In Thomas Morley's 1597 treatise entitled "A Plaine and Easie Introduction to Practicall Musicke" among various canonic devices, Morely gives an example with instructions on how to compose a palindromic piece for voices. He writes (p.201):
… you may make eight partes in foure (or fewer or more as you list) which may be sung backward and forward, that is, one beginning at the beginning of every part, and another at the ending, and so sing it quite through, and the rules to make it be these:
…because the singer will be in a doubt to which note the dott belongeth. For if he should hold it out with the note which followeth it, it would make an odde number, or then he must hold it in that tune wherein the following note is, making it of that time, as if it followed that note, which would be a great absurdity to let a dott before the note of which it taketh the time: having so made your song, you must set one part at the end of the other of the same kind (as trebble after trebble, base after base &c.) so that the end of the one be joined to the end of the other: soe shall your musicke goe right, forward and backward, as thus for example:
Now Morley's example is just that. He gives the beginning of the solution, and it is clear how it should continue. There is no text, and no source is to be found other than Morley's treatise. But the canon seems only an illustration, as Morley directs the reader to a magnificent example by William Byrd, to be found in the 1575 collection of sacred music by Byrd and Tallis entitled "Cantiones, quae ab argumento sacre vocantur…" a part book.
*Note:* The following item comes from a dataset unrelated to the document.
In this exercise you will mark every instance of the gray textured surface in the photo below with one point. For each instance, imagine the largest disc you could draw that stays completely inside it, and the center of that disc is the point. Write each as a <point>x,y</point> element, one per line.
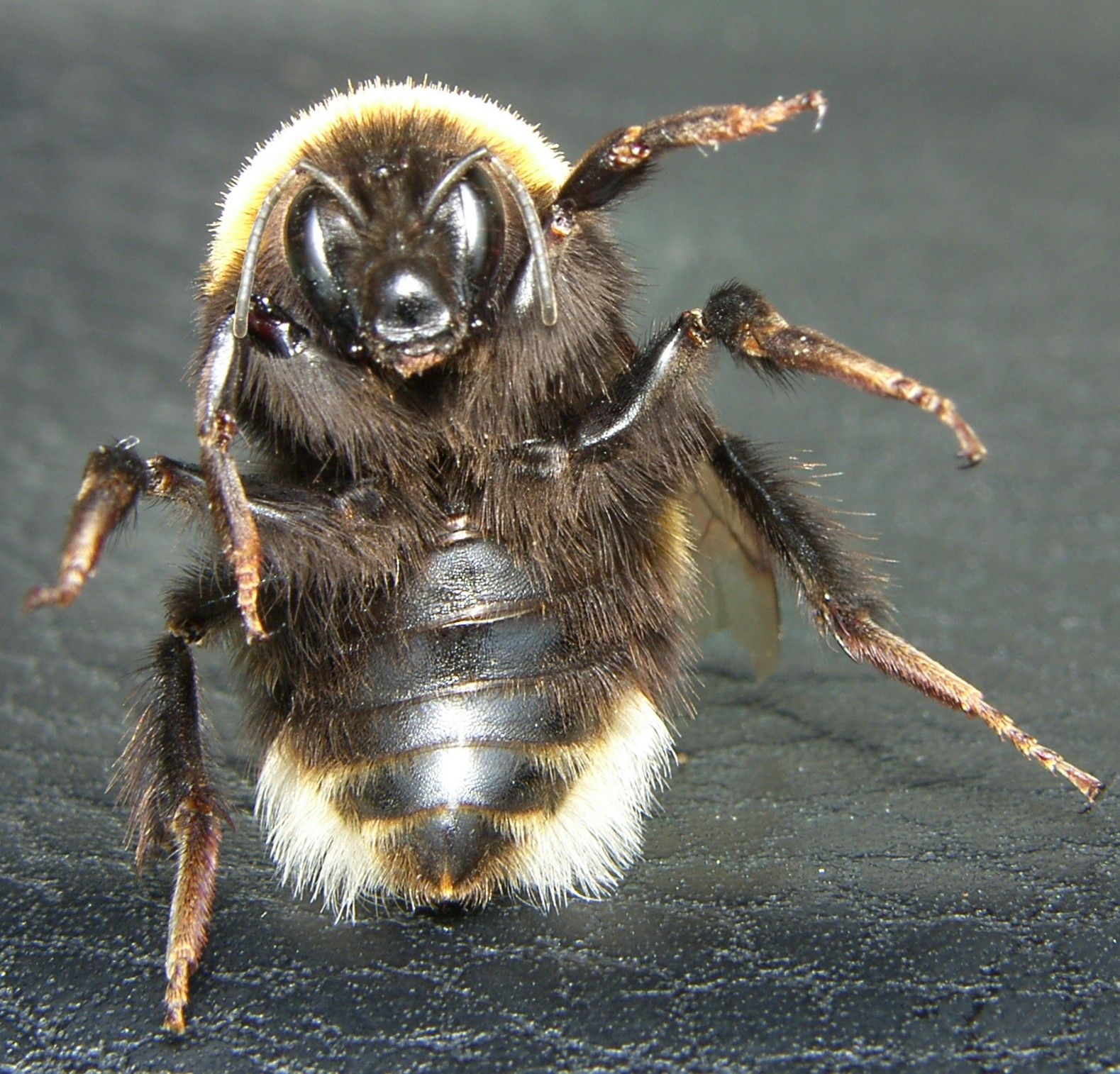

Pictured below is the bass part to this eight-voice canonic palindrome, showing that the part is to be read both forward and in retrograde, with two pages combined into one image (the last line appended):
Next to the initial "D" is the instruction: "Due partes in una recte & retro." [Two parts in one, forward and in retrograde.] Although the text above is inverted, this is not to imply that the retrograde melody is to be inverted as well; it is not.